L’inopinata invasione di campo ursuliana

Mario Draghi ed Enrico Letta, due ex premier italiani, sono stati incaricati dalla presidente uscente della Commissione europea Ursula von der Leyen di “servire” l’Europa. Il primo con una proposta su come rendere competitiva l’Europa nel nuovo ordine, o forse disordine, mondiale. Le anticipazioni sono state tanto prevedibili – per chi ascolta e legge l’ex presidente della Bce al di là e oltre l’incarico a palazzo Chigi – quando choccanti: “Proporrò cambi radicali per avere un’Unione europea adatta al mondo di oggi e soprattutto domani. Dobbiamo poter contare su sistemi energetici decarbonizzati e autonomi, su una Difesa Ue integrata e su una posizione di leadership”. Un appello che dovrebbe far riflettere: “L’Europa agisca unita, non c’è più tempo da perdere”. Draghi divide, non per quello che dice ma per quello che potrebbe andare a fare a Bruxelles, alla guida della Commissione o, meglio ancora, del Consiglio. “Draghi? Anche no – ha detto ieri Salvini spazzando via ogni ipotesi. “La Lega ha già fatto i suoi sacrifici con Draghi e l’abbiamo anche scontata. Poi non so cosa voglia fare, però abbiamo già dato”.

Letta, siccome fa meno paura perché meno ingombrante – viene commentato in Italia solo da Pd e dintorni. Eppure, anche la sua ricetta per potenziare il mercato unico europeo è necessaria all’Europa che nascerà dal voto del 9 giugno. Tanto che a Bruxelles i 27 ne hanno discusso ieri ben più del previsto, fino a pomeriggio inoltrato, in cerca di una sintesi. Di un compromesso. Il famoso numero 3. Von der Leyen ha promesso: “Le relazioni di Draghi e Letta ispireranno le linee guida del prossimo mandato”. Meloni ha esaltato il fatto che entrambi dicono che l’Europa “va cambiata”. Come se fosse una novità o il programma di una parte e non dell’altra. La premier ha elogiato il lavoro di Letta perché “ci sono spunti molto interessanti, che coincidono con l’azione di governo” ma un veloce fact-checking dimostrerebbe in fretta il contrario. “Siamo contenti che si parli di un italiano per ruoli di vertice. Ma parlare ora di Draghi è pura filosofia” ha tagliato corto. Se ne parla, e non da oggi, nei vertici e nei bilaterali europei, vietato farlo in Italia. Perché divide, perché parte il tifo da stadio. Soliti inutili giochi delle coppie. Che rifiutano il buon senso del numero 3. (da “Il Riformista” – Claudia Fusani)

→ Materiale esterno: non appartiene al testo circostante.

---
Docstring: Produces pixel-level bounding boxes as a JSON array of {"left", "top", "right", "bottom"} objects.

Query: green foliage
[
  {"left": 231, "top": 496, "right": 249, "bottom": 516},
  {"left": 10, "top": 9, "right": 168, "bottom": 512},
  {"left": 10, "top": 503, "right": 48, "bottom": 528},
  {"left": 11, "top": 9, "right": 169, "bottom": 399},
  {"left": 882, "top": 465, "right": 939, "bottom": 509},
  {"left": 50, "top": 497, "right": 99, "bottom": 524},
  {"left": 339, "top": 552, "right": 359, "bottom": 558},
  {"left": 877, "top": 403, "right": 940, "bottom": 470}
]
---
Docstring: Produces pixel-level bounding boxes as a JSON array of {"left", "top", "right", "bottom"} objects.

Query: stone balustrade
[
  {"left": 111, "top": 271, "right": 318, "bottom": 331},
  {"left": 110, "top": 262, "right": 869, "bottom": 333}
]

Invece di essere non dico onorati ma almeno interessati, le forze (meglio dire le debolezze) politiche italiane fanno orecchie da mercante a chi tira in ballo due personaggi come Mario Draghi ed Enrico Letta. Non ho idea dove voglia parare Ursula von der Leyen, chiamando in causa Draghi e Letta: non so se voglia neutralizzarne prematuramente le eventuali velleità oppure collocarli nel suo pensatoio in vista di una riconferma alla guida della Commissione europea. Fatto sta che “nemo propheta in patria”. Draghi è stato a suo tempo giubilato dai partiti italiani in quanto temevano che potesse rovinare il loro già pessimo incipit politico. Letta era stato chiamato dal Partito Democratico non si è mai capito bene il perché, forse per coprire gli altarini con il suo innegabile prestigio: operazione fallita.

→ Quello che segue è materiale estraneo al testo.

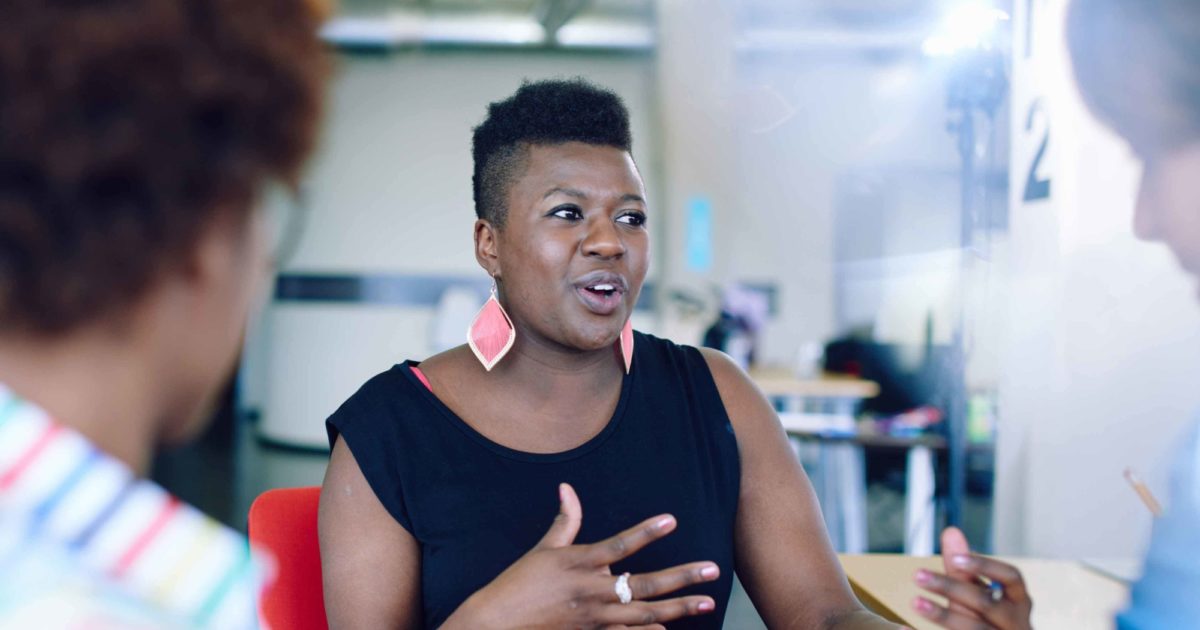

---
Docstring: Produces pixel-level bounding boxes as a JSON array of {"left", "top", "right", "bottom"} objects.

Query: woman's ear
[
  {"left": 182, "top": 210, "right": 261, "bottom": 289},
  {"left": 474, "top": 218, "right": 500, "bottom": 276}
]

Sono entrambi due panchinari di lusso, soprattutto Draghi. Ursula ha detto loro di svestire la tuta e di iniziare a scaldarsi? È bastato per impensierire la destra e la sinistra: per cortesia non disturbiamo i manovratori. Giorgia Meloni vuol consolidare il suo protagonismo internazionale e non vuole certo fra i piedi un personaggio come Draghi. Salvini deve salvare la faccia e magari teme che Giorgetti possa ricominciare a sentire le sirene draghiane. I democratici si arrovellano nel dualismo PD-Cinque stelle: Draghi e Letta metterebbero a nudo la loro inconsistenza leaderistica e programmatica. Su tutti incombe la questione morale e guai se dovesse spuntare qualche personaggio in grado di voltare pagina.

Probabilmente qualcuno avrà telefonato alla Von Der Leyen dicendo: “Ma cosa ti sta frullando nel cervello? Lascia perdere e soprattutto lasciaci in pace!  Ne parleremo dopo le elezioni, adesso per cortesia non romperci i coglioni. Lascia che gli italiani votino sulle nostre bagatelle che con l’Europa c’entrano come i cavoli a merenda; non scompigliare le carte in tavola”. A pensar male si fa peccato, ma ci si azzecca sempre.